There are many booklets explaining what kind of facility this is. I duly read all the information. Brian is incredibly helpful in sorting through it with me. He had place his mother into such care several years ago. I am numb when we visited – seeing all the seriously ill patients. The Alzheimer’s floor was the most difficult. Brian’s stepfather had had this condition and he knows what to expect. Brian asked all the right questions for me. He knows the questions to ask having done this for his mother and stepfather.
When a person’s needs become more severe, or they do not want to remain at home a placement coordinator will help and be actively involved in admitting a client into a Long Term Care Home LTC. There are rules and regulations regarding access to LTC. The process begins with a home visit, if one has not yet occurred through previous access to services, an assessment of the client’s capacity. When a client can no longer secure adequate care at home, there is a decision to place the client and navigate them through the process of finding a Long Term Home Care placement. If they choose to stay at home, often-family members have no recourse, unless they are deemed incapable of making this decision. The case manger is in charge of this protocol.

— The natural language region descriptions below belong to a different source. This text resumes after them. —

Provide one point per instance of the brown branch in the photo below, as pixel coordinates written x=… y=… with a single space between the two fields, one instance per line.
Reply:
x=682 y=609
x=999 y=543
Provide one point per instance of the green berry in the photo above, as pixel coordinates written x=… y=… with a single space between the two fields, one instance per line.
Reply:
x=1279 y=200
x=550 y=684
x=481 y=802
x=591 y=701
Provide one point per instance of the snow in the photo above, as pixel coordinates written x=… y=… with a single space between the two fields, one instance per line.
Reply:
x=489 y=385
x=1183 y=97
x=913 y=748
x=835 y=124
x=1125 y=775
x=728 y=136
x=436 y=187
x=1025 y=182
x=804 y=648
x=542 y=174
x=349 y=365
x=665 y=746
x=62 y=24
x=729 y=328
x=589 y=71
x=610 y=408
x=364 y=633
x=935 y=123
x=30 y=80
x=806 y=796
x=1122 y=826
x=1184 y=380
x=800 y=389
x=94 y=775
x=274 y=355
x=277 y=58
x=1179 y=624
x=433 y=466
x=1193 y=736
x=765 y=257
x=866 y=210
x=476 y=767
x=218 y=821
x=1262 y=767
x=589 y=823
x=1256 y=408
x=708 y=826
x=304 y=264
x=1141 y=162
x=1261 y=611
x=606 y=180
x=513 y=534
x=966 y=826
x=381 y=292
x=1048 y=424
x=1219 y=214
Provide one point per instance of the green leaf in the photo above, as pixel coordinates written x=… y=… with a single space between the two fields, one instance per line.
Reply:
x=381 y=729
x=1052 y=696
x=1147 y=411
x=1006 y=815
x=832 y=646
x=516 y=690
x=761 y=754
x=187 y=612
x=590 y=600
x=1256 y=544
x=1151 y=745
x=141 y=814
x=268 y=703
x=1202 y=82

The client, or designated advocate should the client be deemed unable to make this decision, can take advantage of a Long Term Home Care placement and begins to sign a series of papers, The case manager has permission forms such as permission for CCAC to gain access to information from the doctor, and a facility choice list, which is reviewed by the case manager. Sometimes, if client has dementia issues and behaviours that are beyond the ability of a Nursing Home, or extra nursing care, then they must move to a chronic care hospital. They are deemed ineligible for this more intense care if they can drive, or manage their own needs. Then they are advised to go to a Retirement Home. Files are shared with the Long Term Care Homes on their facility choice list, names will go on waiting list until bed is available: whether it be a private room, or not, or the type of accommodations they have requested on their facility choice list. The client must choose no more than three homes, based on location and physical requirements. We made this choice for my father based on proximity to our home.
As spaces become available that facility will contact the case manager, or the client. When bed offer comes you have a few days to accept the bed offer. It is pointed out that should a resident be admitted to the hospital the bed could be kept reserved for medical leave for 21 days. Otherwise they lose their bed placement and are discharged from the Long Term Care Home. If a resident requires a psychiatric assessment they may stay away for as long as 45 days, this is the only exception to the rule.
We traveled an hour to Orillia to rent a walker. Dad had been borrowing one. The government subsidizes it up to 85% - providing the patient is not in palliative care. What difference this makes I do not know. But the funding isn’t there if the patient isn’t going to last long enough to make the paperwork worthwhile, methinks. How bizarre. We do not care. We need to keep him safe and to allow him to move around. He is not happy with this, but we have rented it. We have to pay one month in advance. Now the trick is to get him to use it. He likes to put his shoes, newspaper and other things in the basket. It is a great item to have – I wished he’d been using one before but only “sick, old people” use them he tells me.